Beach Sweep Volunteers Continue To Keep The Jersey Shore Clean

The biggest find of the day was a bundle of fishing line and rope. (Photo courtesy Tony Kono)

  BRICK – Despite the rainy weather, residents of all ages came out to Jersey Shore beaches to remove harmful debris and keep the sandy shores clean.

  Clean Ocean Action (COA) held their 37th Annual Beach Sweeps recently, with over 5,000 volunteers removing litter throughout 75 different sites across the state.

  Clean Ocean Action is a leading national and regional voice working to protect waterways using science, law, research, education and citizen action. Their annual Beach Sweeps are held every April and October and are the state’s largest volunteer driven, citizen science and environmental event.

  The goal of the Beach Sweeps is to make beaches safer for marine life and more enjoyable for people.
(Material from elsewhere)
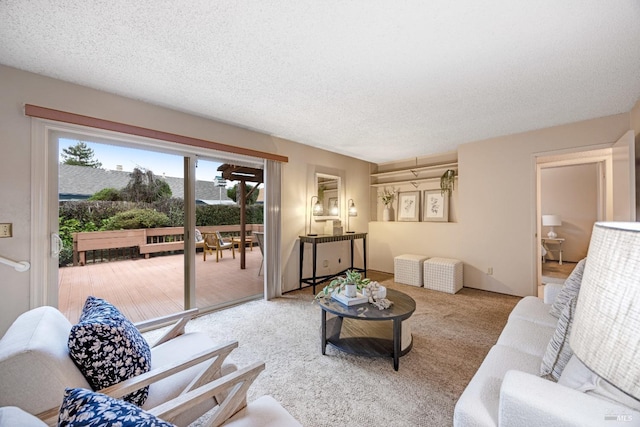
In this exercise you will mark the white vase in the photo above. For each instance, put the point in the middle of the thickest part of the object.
(350, 291)
(387, 214)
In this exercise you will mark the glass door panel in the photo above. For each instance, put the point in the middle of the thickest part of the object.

In addition, the event collects data to provide information on how to change wasteful habits, enforce litter laws, improve policies and spread awareness to the public.

Over 40 volunteers came out to Brick Beach I to collect trash for the Annual COA Beach Sweep. (Photo courtesy Tony Kono)

  “While Mother Nature sent us some fickle weather, there was nothing fickle about the thousands of volunteers who turned out to give the Jersey Shore beaches a nice, clean sweep with fascinating finds,” Clean Ocean Action Executive Director Cindy Zipf said.

  At Brick Beach I, over 40 volunteers spent the morning “sweeping” the beach to pick up trash and unwanted debris. Tony Kono, who is the Chairman of the Brick Township Environmental Commission, has been volunteering with COA’s Beach Sweeps as Beach Captain since 2012.

  “Some of the common items we find on the beach are cigarette butts; until they banned them, we used to find a lot of the Juul pods but since they kind of stopped. More recently masks and rubber gloves, a little less now but certainly the past two beach sweeps there were a lot. A lot of plastic bags, straws, the plastic lids of cups, the cups themselves will disintegrate before they end up on the beach,” Kono said. “These are most of the main items. In the fall you’ll find more things such as flip fops because people have been on the beach. Even though Brick Township has a machine that cleans the beach, it can’t always get it all. Spring tends to be dirtier, but the fall tends to be more items people have left on the beach.”

Residents Taylor (left) and Terri (right) found bottle caps, wrappers and plastic straws on the beach. (Photo by Alyssa Riccardi)

  Kono expressed why it’s so important to support and take part in environmental events like COA’s Beach Sweep.

  “Man-made climate change is real. There’s a lot of things we can do to mitigate it. The trash on the beach isn’t necessarily contributing to the increase of temperature and the climate, but what it does is bring awareness that we are impacting the planet,” Kono said. “I always think that picking up the trash is important, because it gets young people on the beach seeing that man is impacting the environment. It makes them pick up the trash and put it in a bag so they can go back to their school mates and go ‘we’re doing a disservice to the Earth by treating it this way.’ Does it have to do with electric cars? Sure. Does it have to do with using renewable energy? Sure, it does. But this is a way to have it right in front of an average person’s face. This is the impact we’re having on the planet. It’s our duty to try to mitigate the best we can. It’s more about bringing awareness.”

  Other locations such as Sandy Hook had a huge turnout, with nearly 500 volunteers collecting trash. According to a press release, the top five items found at this location included: 5,743 food, candy wrappers/bags; 5,052 plastic bottle caps/lids; 4,190 plastic pieces; 3,206 plastic straws/stirrers; and 1,157 foam pieces.

Locals braved impending weather to clean the beach. (Photo by Alyssa Riccardi)

  At Island Beach State Park, volunteers found some out-of-the-ordinary items like a bag full of letters and cards written in the Russian language.